В другом письме, написанном намного позже, в 1866 году, Анна просит у свекра извинить ее «минуты сомнения» в его привязанности к ней. Она просит прощения за то, что не высказала все, что следовало высказать: «…[если] бы не истинные любовь и уважение к Вам, то не грусть о потере Вашего расположения, а равнодушие овладело бы мною, а потому еще раз прошу вас извинить в недоверии Вашу дочь, разбитую бесконечными страданиями и потерявшую всякую почти надежду на лучшее; Ваши письма заставили меня не раз раскаяться в своей ошибке». Затем она довольно подробно описывает свою болезнь, говоря, что у нее нет сил сидеть, ее на руках носят в баню и, в довершение всего, у нее «воспаление живота». То, что она «еле в состоянии была держать в руках карандаш», объясняет бессвязность ее писем. Она признается, что «ропот не раз одолевал меня», и завершает письмо просьбой «помолит[ься] за Вашу дочь, Вас любящую и глубоко уважающую»
[1028].
В последнем письме этого периода, написанном Алексеем, отмечено лишь: «Анночке недавно писал, а от нее давно не получил»

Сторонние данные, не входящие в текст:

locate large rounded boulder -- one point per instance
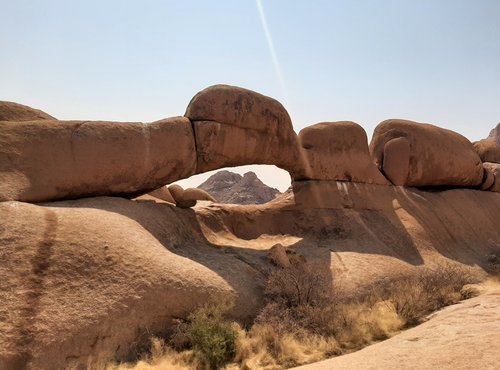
(420, 154)
(489, 148)
(338, 151)
(88, 281)
(50, 159)
(235, 126)
(493, 171)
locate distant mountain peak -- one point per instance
(229, 187)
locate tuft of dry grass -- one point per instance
(161, 356)
(305, 320)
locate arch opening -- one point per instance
(249, 184)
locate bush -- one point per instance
(212, 337)
(297, 285)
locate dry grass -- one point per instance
(305, 321)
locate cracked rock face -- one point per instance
(437, 157)
(338, 151)
(235, 126)
(50, 159)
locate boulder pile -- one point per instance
(44, 159)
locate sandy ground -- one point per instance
(462, 336)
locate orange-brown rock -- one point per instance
(235, 126)
(338, 151)
(47, 160)
(10, 111)
(90, 279)
(488, 150)
(163, 193)
(438, 157)
(83, 280)
(493, 168)
(488, 178)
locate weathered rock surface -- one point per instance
(163, 193)
(10, 111)
(397, 160)
(47, 160)
(230, 187)
(489, 148)
(89, 279)
(338, 151)
(85, 279)
(488, 178)
(235, 126)
(438, 157)
(495, 134)
(494, 169)
(459, 337)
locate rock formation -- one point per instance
(493, 170)
(84, 281)
(163, 193)
(188, 197)
(47, 160)
(338, 151)
(235, 127)
(425, 155)
(230, 187)
(10, 111)
(489, 148)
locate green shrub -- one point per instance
(212, 336)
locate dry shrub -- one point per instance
(262, 347)
(427, 290)
(304, 322)
(300, 284)
(212, 337)
(162, 356)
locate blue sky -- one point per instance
(435, 61)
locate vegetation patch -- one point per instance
(306, 319)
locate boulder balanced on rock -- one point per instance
(235, 126)
(493, 170)
(419, 154)
(338, 151)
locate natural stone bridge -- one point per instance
(43, 159)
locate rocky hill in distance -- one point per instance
(229, 187)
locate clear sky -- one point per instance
(435, 61)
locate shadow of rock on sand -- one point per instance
(119, 268)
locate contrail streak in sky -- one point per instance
(274, 57)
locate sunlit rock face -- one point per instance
(235, 126)
(338, 151)
(50, 159)
(230, 187)
(428, 155)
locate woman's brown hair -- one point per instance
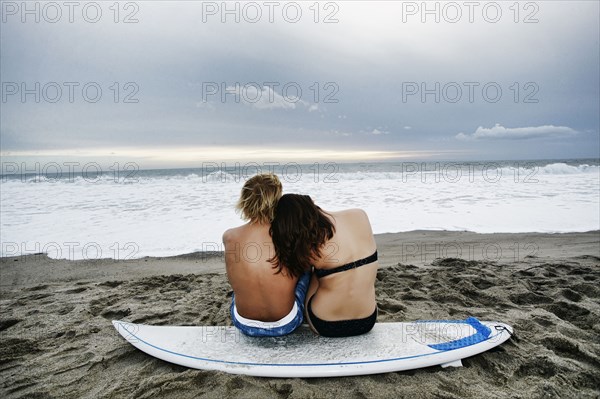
(299, 230)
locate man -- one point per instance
(265, 302)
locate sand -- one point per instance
(56, 339)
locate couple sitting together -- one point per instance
(292, 256)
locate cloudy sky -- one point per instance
(184, 82)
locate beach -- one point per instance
(57, 340)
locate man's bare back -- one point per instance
(260, 294)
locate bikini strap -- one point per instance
(352, 265)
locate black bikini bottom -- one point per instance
(341, 328)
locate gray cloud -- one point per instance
(351, 73)
(499, 132)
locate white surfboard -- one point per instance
(388, 347)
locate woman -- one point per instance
(341, 248)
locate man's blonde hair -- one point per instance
(259, 198)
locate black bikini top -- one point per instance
(352, 265)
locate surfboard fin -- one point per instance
(456, 363)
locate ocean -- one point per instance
(117, 211)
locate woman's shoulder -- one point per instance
(354, 215)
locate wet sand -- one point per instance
(56, 339)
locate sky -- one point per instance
(178, 83)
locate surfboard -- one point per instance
(387, 347)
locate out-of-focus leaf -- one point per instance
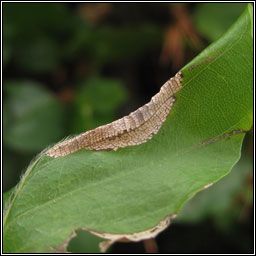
(130, 190)
(33, 117)
(37, 55)
(213, 19)
(96, 102)
(34, 34)
(107, 43)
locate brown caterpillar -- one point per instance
(136, 128)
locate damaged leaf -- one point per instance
(124, 193)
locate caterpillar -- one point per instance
(136, 128)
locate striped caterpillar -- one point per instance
(136, 128)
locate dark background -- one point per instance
(70, 67)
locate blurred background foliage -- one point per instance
(70, 67)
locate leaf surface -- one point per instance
(132, 189)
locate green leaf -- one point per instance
(220, 200)
(130, 190)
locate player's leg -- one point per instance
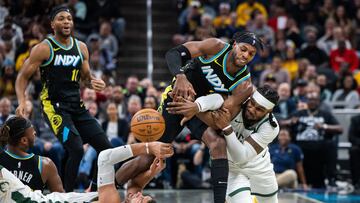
(238, 187)
(219, 162)
(142, 163)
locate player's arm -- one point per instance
(177, 57)
(38, 55)
(86, 77)
(140, 181)
(51, 176)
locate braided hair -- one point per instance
(249, 38)
(13, 130)
(271, 95)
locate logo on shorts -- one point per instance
(56, 120)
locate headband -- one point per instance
(57, 10)
(262, 101)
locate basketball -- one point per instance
(147, 125)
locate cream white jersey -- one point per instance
(12, 190)
(263, 133)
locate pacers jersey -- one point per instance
(60, 74)
(27, 169)
(209, 75)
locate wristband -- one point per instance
(147, 148)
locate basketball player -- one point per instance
(250, 167)
(13, 190)
(63, 60)
(216, 67)
(33, 170)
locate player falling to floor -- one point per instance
(17, 136)
(250, 167)
(216, 67)
(63, 61)
(13, 190)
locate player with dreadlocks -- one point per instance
(248, 130)
(215, 67)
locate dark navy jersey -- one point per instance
(27, 169)
(60, 74)
(210, 76)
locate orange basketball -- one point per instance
(147, 125)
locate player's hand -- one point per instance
(182, 88)
(97, 84)
(21, 110)
(221, 117)
(161, 150)
(184, 107)
(157, 166)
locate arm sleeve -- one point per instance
(209, 102)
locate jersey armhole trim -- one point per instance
(232, 87)
(47, 62)
(79, 50)
(203, 60)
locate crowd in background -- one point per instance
(310, 57)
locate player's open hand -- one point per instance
(161, 150)
(221, 117)
(183, 88)
(157, 166)
(97, 84)
(184, 107)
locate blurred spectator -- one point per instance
(290, 63)
(354, 138)
(116, 129)
(118, 99)
(22, 57)
(286, 105)
(248, 8)
(7, 80)
(315, 130)
(151, 102)
(343, 60)
(277, 71)
(287, 159)
(5, 110)
(325, 93)
(133, 88)
(347, 93)
(310, 50)
(260, 28)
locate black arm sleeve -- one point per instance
(176, 58)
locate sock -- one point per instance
(219, 177)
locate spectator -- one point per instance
(260, 28)
(286, 105)
(310, 50)
(325, 93)
(354, 138)
(5, 110)
(347, 93)
(277, 71)
(314, 130)
(287, 159)
(343, 60)
(246, 9)
(116, 129)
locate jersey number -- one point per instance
(74, 75)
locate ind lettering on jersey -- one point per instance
(66, 60)
(24, 176)
(213, 79)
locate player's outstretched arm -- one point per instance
(51, 176)
(38, 55)
(86, 77)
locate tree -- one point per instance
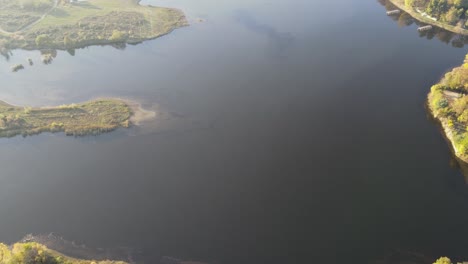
(43, 40)
(68, 42)
(461, 3)
(453, 15)
(443, 260)
(409, 3)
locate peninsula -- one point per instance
(89, 118)
(451, 15)
(448, 103)
(32, 252)
(70, 24)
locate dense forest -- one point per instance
(454, 12)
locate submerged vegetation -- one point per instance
(67, 24)
(450, 15)
(92, 117)
(35, 253)
(448, 101)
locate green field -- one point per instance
(61, 24)
(88, 118)
(34, 253)
(448, 102)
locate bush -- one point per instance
(118, 36)
(43, 40)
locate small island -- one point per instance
(89, 118)
(448, 103)
(451, 15)
(71, 24)
(32, 252)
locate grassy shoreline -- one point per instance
(89, 118)
(32, 252)
(448, 104)
(70, 25)
(400, 4)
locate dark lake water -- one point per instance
(287, 132)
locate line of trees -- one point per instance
(449, 11)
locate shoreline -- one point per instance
(93, 117)
(446, 132)
(420, 18)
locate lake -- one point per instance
(287, 132)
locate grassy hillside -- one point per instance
(448, 101)
(61, 24)
(93, 117)
(450, 15)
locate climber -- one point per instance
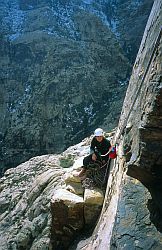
(99, 146)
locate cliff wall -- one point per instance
(65, 68)
(137, 218)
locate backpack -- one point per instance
(112, 153)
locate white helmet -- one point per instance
(98, 132)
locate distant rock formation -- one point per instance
(66, 66)
(137, 220)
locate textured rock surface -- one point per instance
(143, 139)
(67, 218)
(64, 71)
(25, 193)
(136, 222)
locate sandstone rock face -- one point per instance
(64, 72)
(135, 222)
(142, 140)
(25, 193)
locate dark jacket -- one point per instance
(100, 148)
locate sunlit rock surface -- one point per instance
(65, 66)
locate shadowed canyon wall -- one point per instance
(64, 70)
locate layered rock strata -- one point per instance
(51, 51)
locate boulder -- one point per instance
(93, 200)
(67, 218)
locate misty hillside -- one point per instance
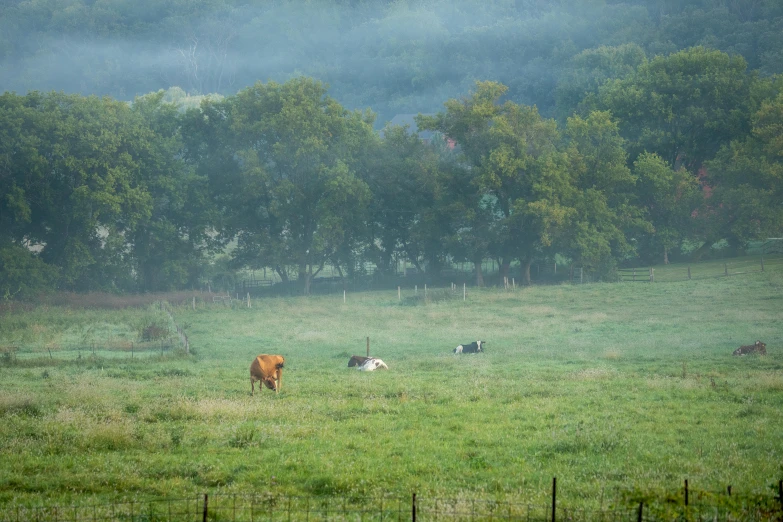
(391, 56)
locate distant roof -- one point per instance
(408, 119)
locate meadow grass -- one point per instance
(619, 390)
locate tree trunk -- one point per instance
(526, 270)
(505, 269)
(479, 275)
(282, 273)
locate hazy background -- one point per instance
(391, 56)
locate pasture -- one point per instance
(619, 390)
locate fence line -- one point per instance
(270, 506)
(699, 271)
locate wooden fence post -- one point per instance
(780, 494)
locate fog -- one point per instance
(394, 57)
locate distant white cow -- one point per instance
(474, 347)
(367, 364)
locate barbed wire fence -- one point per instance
(689, 506)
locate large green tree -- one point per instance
(518, 166)
(282, 160)
(683, 106)
(602, 213)
(747, 180)
(69, 170)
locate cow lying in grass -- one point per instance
(268, 369)
(758, 347)
(474, 347)
(366, 364)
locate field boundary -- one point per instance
(690, 505)
(699, 271)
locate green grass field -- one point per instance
(619, 390)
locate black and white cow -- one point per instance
(474, 347)
(366, 364)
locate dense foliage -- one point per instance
(601, 132)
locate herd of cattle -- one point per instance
(268, 369)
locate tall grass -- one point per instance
(619, 390)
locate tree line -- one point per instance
(100, 194)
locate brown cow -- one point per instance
(759, 348)
(269, 370)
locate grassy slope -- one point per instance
(609, 387)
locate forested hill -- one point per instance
(391, 56)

[1029]. Были ли причины разрыва Алексея и Анны финансовыми, медицинскими или эмоциональными (или имело место и то, и другое, и третье)? Известно лишь, что, живя раздельно, они не могли наслаждаться тем стабильным и дружным союзом, который оказался столь благотворен для Андрея и Натальи и в экономическом, и в эмоциональном плане.
Более того, даже несмотря на то что уже в 1845 году Алексей унаследовал от своего дяди Чернавина Берёзовик и ожидал, что со временем станет владельцем Дорожаево, его письма этого периода намекают, что доходы, которые он получал от этих имений в 1860‐х годах, не позволяли ему обеспечивать себя и семью, что приводило к необходимости работать в разнообразных государственных учреждениях. Поэтому младший Чихачёв иногда месяцами жил во Владимире и в конце концов практически туда переселился. Подобно Алексею, его сын Константин и дети Константина также состояли на службе, несмотря на владение унаследованными имениями в Дорожаево, Берёзовике и других местах. По-видимому, им приходилось так поступать, поскольку после освобождения крепостных эти земли больше не приносили дохода, достаточного для содержания их семей.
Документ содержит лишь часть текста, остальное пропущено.